Tuesday, January 28, 2014

Urbanism Perceived and Interpreted

Since I was a kid, I've loved city life.  New York, Barcelona, Chicago, Paris, . . . the hustle and bustle of daily urban life energizes me and always leaves me wanting more.  My earliest memories are of Chicago, a city that is pretty much accessible by anyone on foot.  I remember the buildings and the pedestrians wherever I looked.  The city was busy and the people all looked like the had somewhere to go.

Most of all, though, I remember the buildings.  These were mostly midrise, 4 and 5 story brownstones scattered through Lincoln Park and Wrigley Town, where we lived. The downtown, however, was and still is magnificent.

I felt an extreme disappointment when we moved to Miami.  Having been accustomed to the hustle and bustle of America's Second City, Miami in those days was nearly rural.  Slow, hot and virtually inaccessible except by automobile.

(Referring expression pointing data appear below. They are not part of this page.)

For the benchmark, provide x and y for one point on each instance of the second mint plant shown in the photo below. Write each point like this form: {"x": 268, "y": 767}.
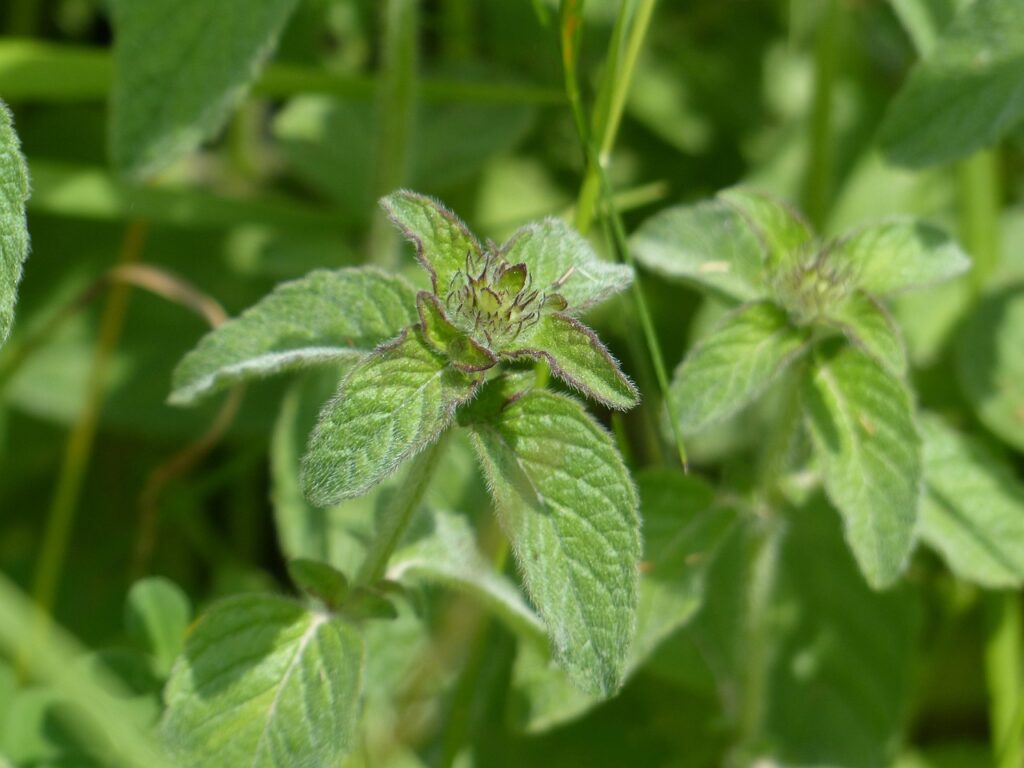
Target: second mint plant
{"x": 418, "y": 363}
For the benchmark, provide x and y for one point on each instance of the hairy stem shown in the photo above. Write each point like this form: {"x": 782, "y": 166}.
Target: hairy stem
{"x": 980, "y": 193}
{"x": 398, "y": 514}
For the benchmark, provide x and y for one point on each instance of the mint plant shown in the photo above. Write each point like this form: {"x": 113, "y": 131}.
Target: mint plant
{"x": 451, "y": 531}
{"x": 814, "y": 306}
{"x": 419, "y": 363}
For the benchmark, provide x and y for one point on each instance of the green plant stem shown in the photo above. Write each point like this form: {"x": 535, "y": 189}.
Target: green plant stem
{"x": 611, "y": 99}
{"x": 980, "y": 196}
{"x": 79, "y": 450}
{"x": 34, "y": 71}
{"x": 760, "y": 630}
{"x": 570, "y": 33}
{"x": 1005, "y": 675}
{"x": 398, "y": 513}
{"x": 395, "y": 118}
{"x": 979, "y": 189}
{"x": 818, "y": 179}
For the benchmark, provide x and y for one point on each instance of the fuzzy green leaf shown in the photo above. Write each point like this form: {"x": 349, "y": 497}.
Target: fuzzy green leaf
{"x": 264, "y": 683}
{"x": 327, "y": 316}
{"x": 682, "y": 531}
{"x": 783, "y": 233}
{"x": 744, "y": 353}
{"x": 861, "y": 420}
{"x": 899, "y": 255}
{"x": 442, "y": 242}
{"x": 566, "y": 502}
{"x": 973, "y": 512}
{"x": 990, "y": 364}
{"x": 393, "y": 403}
{"x": 578, "y": 357}
{"x": 13, "y": 230}
{"x": 157, "y": 613}
{"x": 449, "y": 556}
{"x": 868, "y": 326}
{"x": 448, "y": 340}
{"x": 967, "y": 93}
{"x": 180, "y": 67}
{"x": 709, "y": 244}
{"x": 552, "y": 250}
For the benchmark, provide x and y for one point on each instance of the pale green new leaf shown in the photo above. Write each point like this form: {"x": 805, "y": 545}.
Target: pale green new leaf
{"x": 264, "y": 683}
{"x": 157, "y": 614}
{"x": 449, "y": 556}
{"x": 394, "y": 402}
{"x": 327, "y": 316}
{"x": 783, "y": 235}
{"x": 180, "y": 67}
{"x": 557, "y": 255}
{"x": 868, "y": 326}
{"x": 973, "y": 511}
{"x": 682, "y": 532}
{"x": 899, "y": 255}
{"x": 577, "y": 356}
{"x": 967, "y": 93}
{"x": 861, "y": 420}
{"x": 566, "y": 502}
{"x": 709, "y": 244}
{"x": 13, "y": 230}
{"x": 442, "y": 242}
{"x": 990, "y": 364}
{"x": 728, "y": 369}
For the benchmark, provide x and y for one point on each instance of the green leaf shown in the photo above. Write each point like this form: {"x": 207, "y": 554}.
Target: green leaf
{"x": 728, "y": 369}
{"x": 966, "y": 94}
{"x": 566, "y": 502}
{"x": 337, "y": 535}
{"x": 709, "y": 244}
{"x": 443, "y": 244}
{"x": 180, "y": 68}
{"x": 868, "y": 326}
{"x": 318, "y": 580}
{"x": 560, "y": 259}
{"x": 448, "y": 555}
{"x": 861, "y": 420}
{"x": 448, "y": 340}
{"x": 899, "y": 255}
{"x": 840, "y": 658}
{"x": 263, "y": 682}
{"x": 13, "y": 230}
{"x": 393, "y": 403}
{"x": 157, "y": 614}
{"x": 783, "y": 233}
{"x": 325, "y": 317}
{"x": 973, "y": 511}
{"x": 578, "y": 357}
{"x": 990, "y": 364}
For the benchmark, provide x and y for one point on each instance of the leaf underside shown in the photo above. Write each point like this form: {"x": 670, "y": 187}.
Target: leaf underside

In the ensuing years, I've seen Miami grow to the urban center it now is.  I still would not compare it to the major metropolises of the world, but it's certainly head and shoulders above where it used to be in my youth.

The photo above is entitled Terraces.  It was shot in the Brickell area of luxury condo, essentially a large box comprised of may smaller boxes in which individuals store their stuff and live their lives. Here's the thing, though, with enough of those boxes you have a viable city.  That's Miami today.

Terraces is my contribution to Urbanism Perceived and Interpreted, a group show at the Coral Gables Museum.  Along with Terraces, the works of 17 other artists will be on exhibit as well.  The opening reception will be held on February 7, 2014 from 6 to 9PM.